For several of my screencasts I used an unusual method which I mentioned here. I made my camcorder be the computer’s display, and dubbed the output to tape1. My reasons were twofold. First, I wanted to capture a lot of raw footage without having to wait for the captured data to get written to a file, which can be slow. Second, I wanted to be able to edit in iMovie. Although I have Camtasia and use it often, I reach for iMovie when I need precise frame-by-frame control, and when I’m laying down audio narration in a precise way. Camtasia isn’t good at those things, and neither is Windows Movie Maker. I’ve tried Adobe Premier but it does way more than I need and the learning curve intimidated me. (It also ain’t cheap.) If there is a basic Windows movie editor that meets my requirements, I’d love to hear about it, and so would my screencasting colleagues at MSDN Channel 9. Meanwhile I’ll continue to reach for iMovie. But moving files from a Windows-based capture tool over to iMovie on the Mac, and then back to Windows where I continue to rely on Camtasia for final production, is a huge hassle. Hence the notion of using the camcorder as a bridge between the two worlds.
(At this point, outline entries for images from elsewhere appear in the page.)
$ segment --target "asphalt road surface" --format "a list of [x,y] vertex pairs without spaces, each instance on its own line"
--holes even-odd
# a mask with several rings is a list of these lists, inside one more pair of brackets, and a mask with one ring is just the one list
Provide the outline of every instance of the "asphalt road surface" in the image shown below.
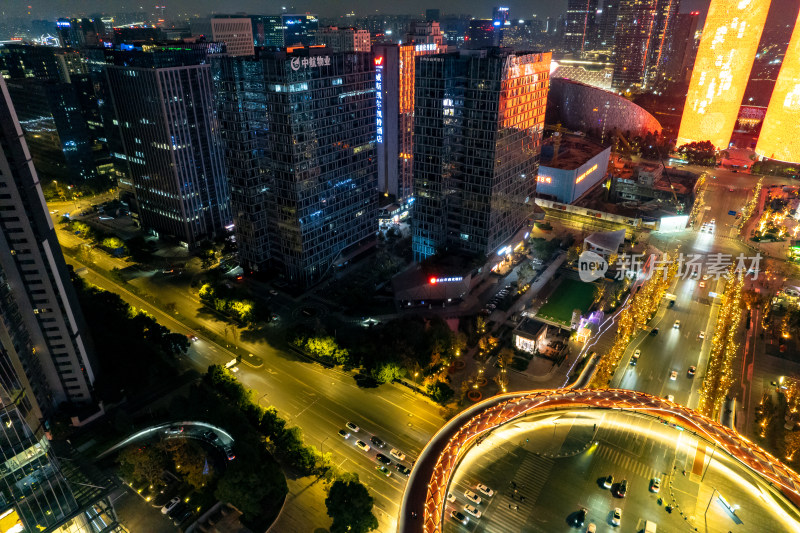
[[[609,474],[612,490],[603,487]],[[658,493],[650,488],[656,477]],[[615,491],[623,479],[628,491],[621,498]],[[478,483],[494,495],[481,493]],[[470,502],[466,490],[481,503]],[[447,504],[446,533],[585,531],[589,523],[598,532],[640,531],[646,520],[669,532],[790,531],[800,525],[798,509],[721,453],[686,432],[621,411],[551,412],[515,421],[467,453],[449,492],[455,501]],[[718,495],[740,506],[736,517]],[[470,503],[481,518],[470,517],[464,526],[450,517],[453,509],[469,516],[464,506]],[[579,528],[582,507],[588,513]],[[616,507],[622,509],[619,527],[611,523]]]

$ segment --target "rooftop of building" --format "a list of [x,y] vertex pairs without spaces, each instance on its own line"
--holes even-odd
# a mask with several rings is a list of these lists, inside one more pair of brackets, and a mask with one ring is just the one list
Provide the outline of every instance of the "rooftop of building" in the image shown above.
[[523,333],[530,336],[535,336],[541,333],[542,328],[546,327],[547,324],[544,322],[539,322],[538,320],[530,317],[526,317],[519,323],[519,325],[514,328],[514,331],[517,333]]
[[[556,140],[558,139],[558,143]],[[554,160],[555,148],[558,144],[558,157]],[[581,135],[560,134],[545,139],[542,144],[540,166],[575,170],[607,147],[587,139]]]
[[584,242],[604,250],[618,250],[622,243],[625,242],[625,230],[598,231],[586,237]]

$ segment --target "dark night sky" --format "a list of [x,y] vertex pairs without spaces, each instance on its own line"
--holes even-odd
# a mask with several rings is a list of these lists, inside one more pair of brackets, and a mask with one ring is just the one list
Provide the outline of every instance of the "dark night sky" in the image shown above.
[[[780,0],[777,0],[780,1]],[[694,9],[705,11],[709,0],[683,0],[681,11]],[[26,15],[26,6],[31,6],[34,18],[55,18],[65,15],[82,15],[97,12],[147,12],[154,5],[166,5],[167,17],[190,13],[204,15],[212,11],[232,13],[278,13],[281,6],[294,5],[299,12],[309,11],[321,16],[335,16],[349,11],[367,15],[381,10],[386,13],[424,13],[426,8],[439,8],[443,13],[469,13],[477,18],[488,18],[495,5],[508,6],[513,18],[557,16],[566,11],[567,0],[10,0],[0,2],[6,16]],[[76,11],[77,10],[77,11]]]

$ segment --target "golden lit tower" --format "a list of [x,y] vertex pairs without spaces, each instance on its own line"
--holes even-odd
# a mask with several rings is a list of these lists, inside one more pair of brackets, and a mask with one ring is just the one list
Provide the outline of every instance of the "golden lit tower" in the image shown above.
[[731,139],[770,0],[711,0],[683,108],[678,146]]
[[800,16],[772,91],[756,153],[800,163]]

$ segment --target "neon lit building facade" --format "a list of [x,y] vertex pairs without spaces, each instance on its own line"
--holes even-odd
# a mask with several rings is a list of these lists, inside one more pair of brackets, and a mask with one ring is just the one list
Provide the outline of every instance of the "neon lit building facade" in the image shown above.
[[534,209],[549,53],[499,49],[416,59],[416,260],[502,250]]
[[726,148],[750,78],[770,0],[712,0],[683,109],[678,146]]
[[800,16],[767,107],[756,153],[800,163]]

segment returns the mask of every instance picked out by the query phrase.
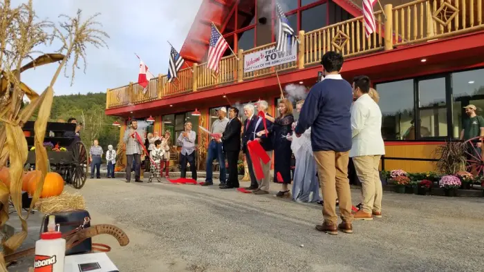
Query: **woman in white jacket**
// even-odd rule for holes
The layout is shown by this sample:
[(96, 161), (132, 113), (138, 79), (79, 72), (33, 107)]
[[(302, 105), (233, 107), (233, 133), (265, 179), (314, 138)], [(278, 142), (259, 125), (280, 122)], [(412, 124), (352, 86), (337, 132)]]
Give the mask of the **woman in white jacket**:
[(353, 95), (356, 98), (351, 108), (353, 158), (356, 173), (362, 182), (361, 208), (354, 215), (355, 220), (371, 220), (382, 217), (383, 191), (378, 166), (385, 154), (382, 137), (382, 112), (373, 97), (369, 95), (370, 79), (366, 76), (353, 79)]

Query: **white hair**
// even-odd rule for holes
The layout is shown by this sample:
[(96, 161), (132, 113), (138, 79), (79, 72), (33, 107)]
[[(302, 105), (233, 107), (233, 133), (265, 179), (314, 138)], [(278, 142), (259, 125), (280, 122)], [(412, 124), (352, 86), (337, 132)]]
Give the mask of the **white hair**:
[(262, 108), (263, 108), (264, 110), (267, 110), (267, 109), (269, 108), (269, 104), (268, 104), (267, 101), (266, 100), (261, 100), (258, 101), (257, 105), (262, 106)]
[(247, 105), (245, 105), (245, 106), (243, 106), (243, 109), (244, 109), (244, 110), (250, 110), (250, 111), (252, 112), (252, 113), (254, 113), (254, 105), (252, 105), (252, 104), (248, 104)]

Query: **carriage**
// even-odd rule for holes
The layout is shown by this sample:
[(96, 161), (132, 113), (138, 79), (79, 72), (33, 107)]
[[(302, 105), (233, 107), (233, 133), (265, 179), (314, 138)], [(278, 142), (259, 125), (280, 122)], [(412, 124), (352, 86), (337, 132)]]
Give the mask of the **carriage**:
[[(88, 171), (88, 151), (75, 136), (75, 124), (48, 122), (44, 139), (50, 171), (59, 173), (68, 184), (81, 188), (86, 183)], [(35, 168), (34, 122), (28, 122), (23, 128), (28, 145), (26, 168)]]

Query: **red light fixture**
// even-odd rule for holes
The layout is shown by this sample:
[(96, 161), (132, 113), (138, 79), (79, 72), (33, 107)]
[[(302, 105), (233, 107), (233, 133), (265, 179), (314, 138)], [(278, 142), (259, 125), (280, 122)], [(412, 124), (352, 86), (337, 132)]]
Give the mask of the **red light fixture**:
[(195, 108), (195, 111), (194, 111), (193, 113), (192, 113), (192, 116), (200, 116), (200, 115), (202, 115), (202, 114), (198, 111), (198, 108)]

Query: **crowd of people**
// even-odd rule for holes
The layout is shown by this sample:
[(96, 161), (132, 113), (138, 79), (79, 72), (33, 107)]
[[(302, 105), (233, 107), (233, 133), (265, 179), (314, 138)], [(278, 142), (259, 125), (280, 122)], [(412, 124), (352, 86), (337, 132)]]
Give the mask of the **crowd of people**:
[[(255, 106), (245, 105), (243, 115), (246, 119), (243, 124), (239, 118), (237, 107), (218, 108), (218, 118), (214, 122), (209, 133), (207, 175), (202, 185), (213, 186), (212, 163), (217, 160), (220, 167), (219, 188), (239, 188), (237, 162), (241, 150), (245, 156), (250, 178), (250, 186), (245, 189), (254, 195), (268, 194), (272, 176), (273, 182), (281, 184), (281, 190), (276, 196), (292, 195), (292, 200), (297, 202), (322, 204), (324, 220), (316, 226), (318, 231), (337, 234), (339, 230), (351, 233), (353, 220), (370, 220), (373, 217), (381, 217), (382, 189), (378, 166), (381, 155), (384, 155), (384, 145), (378, 96), (371, 88), (368, 77), (357, 77), (353, 84), (344, 80), (339, 74), (343, 63), (339, 53), (328, 52), (323, 56), (321, 64), (324, 79), (313, 86), (306, 99), (297, 101), (298, 120), (295, 120), (292, 104), (288, 99), (279, 101), (277, 117), (268, 113), (266, 101), (259, 100)], [(133, 164), (136, 166), (135, 182), (141, 182), (139, 166), (145, 153), (137, 128), (137, 122), (131, 120), (124, 142), (127, 162), (134, 162)], [(149, 182), (153, 176), (160, 181), (162, 175), (160, 175), (160, 165), (169, 161), (169, 155), (166, 155), (169, 150), (169, 132), (162, 137), (155, 133), (146, 139), (150, 154), (150, 162), (147, 164), (147, 170), (151, 171)], [(186, 177), (189, 164), (192, 177), (196, 180), (196, 132), (188, 122), (185, 124), (185, 130), (176, 139), (181, 146), (182, 178)], [(293, 175), (292, 154), (296, 159)], [(352, 211), (348, 177), (350, 158), (362, 185), (362, 201), (358, 205), (360, 208), (356, 212)], [(272, 163), (274, 173), (271, 175)], [(131, 177), (131, 164), (128, 163), (127, 182), (130, 182)], [(289, 187), (291, 184), (292, 194)], [(338, 201), (342, 218), (339, 224), (337, 224), (335, 211)]]

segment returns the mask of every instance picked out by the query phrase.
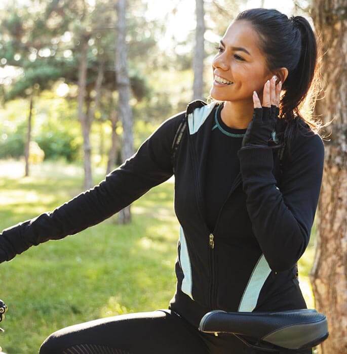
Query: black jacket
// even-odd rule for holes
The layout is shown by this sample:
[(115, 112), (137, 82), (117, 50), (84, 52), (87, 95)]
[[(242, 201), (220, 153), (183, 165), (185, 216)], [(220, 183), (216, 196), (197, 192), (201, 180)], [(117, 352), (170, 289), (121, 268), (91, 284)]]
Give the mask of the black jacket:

For the screencasts mentioned above, I connected my Mac to the camcorder with an S-Video cable, detected the camcorder as a display, and captured at 720×480. It’s a challenge to arrange a presentation in that small rectangle, but — particularly when you’re demonstrating a single application window — it can be done.

Today when I updated the Vista video driver for my Compaq nc8340, which has an ATI Mobility Radeon X1600, I repeated the experiment in Vista. This 20-second screencast shows the results for two different capture resolutions: 1024×768 and 800×600. (With this Windows-based setup, talking to the same camcorder, 720×480 doesn’t seem to be an option.) Both captures get squashed down to the standard digital video resolution of 720×480, and neither is crystal clear, but I think both are usable, though you should judge for yourself. I’d lean toward the 800×600 resolution which I’ve found to be ideal for two reasons. First, it minimizes the amount of video data you have to ship over the wire to your viewers, and that still matters. Second, it forces the demo to focus on where the action is, rather than displaying the full panoply of the modern GUI which can often be overwhelming.


1 One of my goals in writing that post was to assure that a future search for ‘udell pv-gs400 s-video’ would find the reminder to myself, embedded in that post, about how to dub to tape. And now, sure enough, it does.